La Roma è in procinto di avviare una vera e propria ricostruzione. Tuttavia, senza privarsi dei propri senatori.
La Roma, una delle squadre più seguite del calcio italiano, sta attraversando un periodo di trasformazioni significative. Nonostante i frequenti cambi di allenatori, giocatori e proprietà, i risultati sportivi non hanno subito variazioni sostanziali. Dal 2018/2019, il club non è riuscito a conquistare un posto nella prestigiosa Champions League, rimanendo confinato tra il quinto e il settimo posto in classifica. La situazione attuale del club, guidato da Gian Piero Gasperini, sembra seguire lo stesso andamento, con l’obiettivo di rientrare nell’élite del calcio europeo che appare nuovamente difficile da raggiungere.

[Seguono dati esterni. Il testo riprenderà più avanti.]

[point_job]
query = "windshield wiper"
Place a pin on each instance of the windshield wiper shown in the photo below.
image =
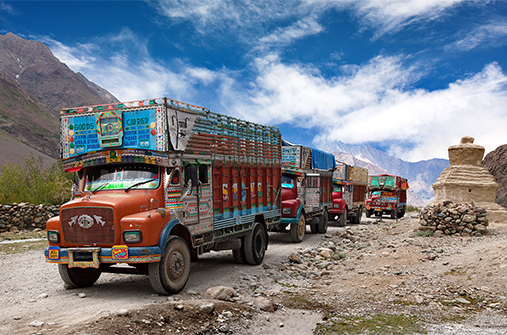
(140, 183)
(99, 188)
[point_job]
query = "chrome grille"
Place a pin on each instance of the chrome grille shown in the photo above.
(88, 225)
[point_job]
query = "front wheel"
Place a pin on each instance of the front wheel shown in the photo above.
(322, 225)
(297, 231)
(255, 244)
(343, 218)
(171, 274)
(78, 277)
(359, 214)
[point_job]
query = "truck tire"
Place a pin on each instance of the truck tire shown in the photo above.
(314, 227)
(78, 277)
(322, 225)
(239, 255)
(255, 244)
(342, 220)
(171, 274)
(297, 231)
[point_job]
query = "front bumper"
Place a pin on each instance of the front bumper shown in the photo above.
(92, 256)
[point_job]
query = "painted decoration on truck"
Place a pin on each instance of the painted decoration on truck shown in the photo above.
(291, 157)
(140, 129)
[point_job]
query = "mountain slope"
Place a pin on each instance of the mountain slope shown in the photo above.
(32, 65)
(34, 86)
(421, 175)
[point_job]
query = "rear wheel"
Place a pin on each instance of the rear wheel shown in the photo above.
(239, 254)
(314, 228)
(78, 277)
(322, 225)
(297, 231)
(255, 244)
(171, 274)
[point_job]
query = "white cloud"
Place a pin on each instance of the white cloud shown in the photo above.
(6, 8)
(285, 36)
(489, 35)
(246, 15)
(73, 57)
(392, 15)
(127, 71)
(372, 103)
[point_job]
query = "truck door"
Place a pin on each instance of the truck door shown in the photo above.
(198, 203)
(312, 200)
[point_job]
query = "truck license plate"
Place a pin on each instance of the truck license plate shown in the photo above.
(84, 257)
(54, 253)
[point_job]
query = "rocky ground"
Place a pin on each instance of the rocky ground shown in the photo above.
(377, 277)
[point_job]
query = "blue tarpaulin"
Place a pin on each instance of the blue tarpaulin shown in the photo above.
(322, 160)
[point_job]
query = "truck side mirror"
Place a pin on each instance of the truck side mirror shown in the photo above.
(191, 174)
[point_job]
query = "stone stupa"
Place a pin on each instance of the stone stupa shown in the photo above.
(465, 181)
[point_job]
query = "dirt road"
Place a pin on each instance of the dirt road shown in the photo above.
(374, 277)
(31, 290)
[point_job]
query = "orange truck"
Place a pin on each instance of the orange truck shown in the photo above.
(158, 183)
(349, 194)
(387, 195)
(306, 190)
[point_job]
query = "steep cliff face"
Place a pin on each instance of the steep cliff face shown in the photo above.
(496, 163)
(32, 65)
(34, 86)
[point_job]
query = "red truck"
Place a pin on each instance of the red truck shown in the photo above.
(349, 194)
(306, 190)
(158, 183)
(387, 195)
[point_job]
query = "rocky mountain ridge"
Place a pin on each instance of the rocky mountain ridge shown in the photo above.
(34, 86)
(421, 175)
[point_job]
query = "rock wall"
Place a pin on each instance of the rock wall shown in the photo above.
(448, 218)
(24, 216)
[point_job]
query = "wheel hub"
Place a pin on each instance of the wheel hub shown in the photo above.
(176, 264)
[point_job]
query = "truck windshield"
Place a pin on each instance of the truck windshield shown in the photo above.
(121, 177)
(288, 182)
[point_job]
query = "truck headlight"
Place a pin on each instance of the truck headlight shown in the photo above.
(53, 236)
(132, 236)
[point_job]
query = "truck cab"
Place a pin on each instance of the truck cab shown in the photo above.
(387, 195)
(157, 184)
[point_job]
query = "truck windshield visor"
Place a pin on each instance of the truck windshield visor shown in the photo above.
(122, 176)
(288, 182)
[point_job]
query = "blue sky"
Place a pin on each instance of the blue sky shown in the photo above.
(409, 76)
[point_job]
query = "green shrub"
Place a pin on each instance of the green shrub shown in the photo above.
(29, 183)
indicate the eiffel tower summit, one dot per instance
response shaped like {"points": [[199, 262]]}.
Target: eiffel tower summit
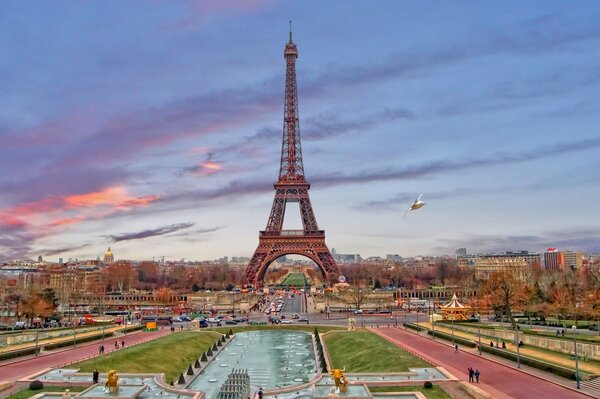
{"points": [[292, 186]]}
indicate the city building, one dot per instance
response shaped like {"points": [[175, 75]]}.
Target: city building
{"points": [[571, 260], [461, 252], [517, 262], [108, 256]]}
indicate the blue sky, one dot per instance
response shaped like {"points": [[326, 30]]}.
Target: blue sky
{"points": [[155, 126]]}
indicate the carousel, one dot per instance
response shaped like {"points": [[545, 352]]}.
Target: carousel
{"points": [[455, 310]]}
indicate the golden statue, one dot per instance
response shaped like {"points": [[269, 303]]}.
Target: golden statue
{"points": [[112, 379], [341, 383]]}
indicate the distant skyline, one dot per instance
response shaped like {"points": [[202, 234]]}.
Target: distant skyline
{"points": [[155, 127]]}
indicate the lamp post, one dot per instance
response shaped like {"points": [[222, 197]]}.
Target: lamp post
{"points": [[453, 344], [518, 346], [574, 328], [418, 321], [432, 322], [479, 331], [37, 338]]}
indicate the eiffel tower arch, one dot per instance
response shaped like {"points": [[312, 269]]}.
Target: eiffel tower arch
{"points": [[274, 242]]}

Una nuova direzione: la ricostruzione voluta dalla presidenza Friedkin
La famiglia Friedkin, attuale proprietaria del club, ha deciso di intraprendere un percorso di ricostruzione completa all’interno della squadra. Con l’intento di rompere il ciclo di insuccessi, è stato dato l’ordine di mettere sotto esame tutti i giocatori fino alla fine della stagione. Questa decisione potrebbe portare a un significativo rinnovamento del roster nella prossima sessione di calciomercato. L’attenzione è rivolta in particolare al nucleo storico della squadra, che non è riuscito a garantire il ritorno in Champions League. Il club sembra voler puntare su nuovi volti per rilanciare la propria competitività in campo europeo e nazionale.
La difesa dei senatori e le sfide immediate
Nonostante la volontà di cambiamento espressa dalla dirigenza, Gian Piero Gasperini ha difeso pubblicamente i giocatori più esperti del suo spogliatoio. “Ho sentito anche, magari, qualche critica: ‘Con alcuni di questo gruppo si arriva fino al quinto o al sesto posto’. Occhio che, se non ci sono questi, magari puoi anche arrivare dodicesimo o tredicesimo come niente”, ha dichiarato Gasperini, sottolineando l’importanza della loro esperienza. Intanto, la squadra deve affrontare nuove sfide, tra cui l’infortunio di Gianluca Mancini, che ha subito una lesione all’adduttore destro e sarà fuori dai giochi per circa 2-3 settimane. Questa assenza rappresenta un ulteriore ostacolo per Gasperini, che dovrà trovare soluzioni per mantenere la solidità difensiva della squadra. Le prossime settimane saranno cruciali per comprendere quale direzione prenderà la Roma e se le strategie della presidenza porteranno i risultati sperati.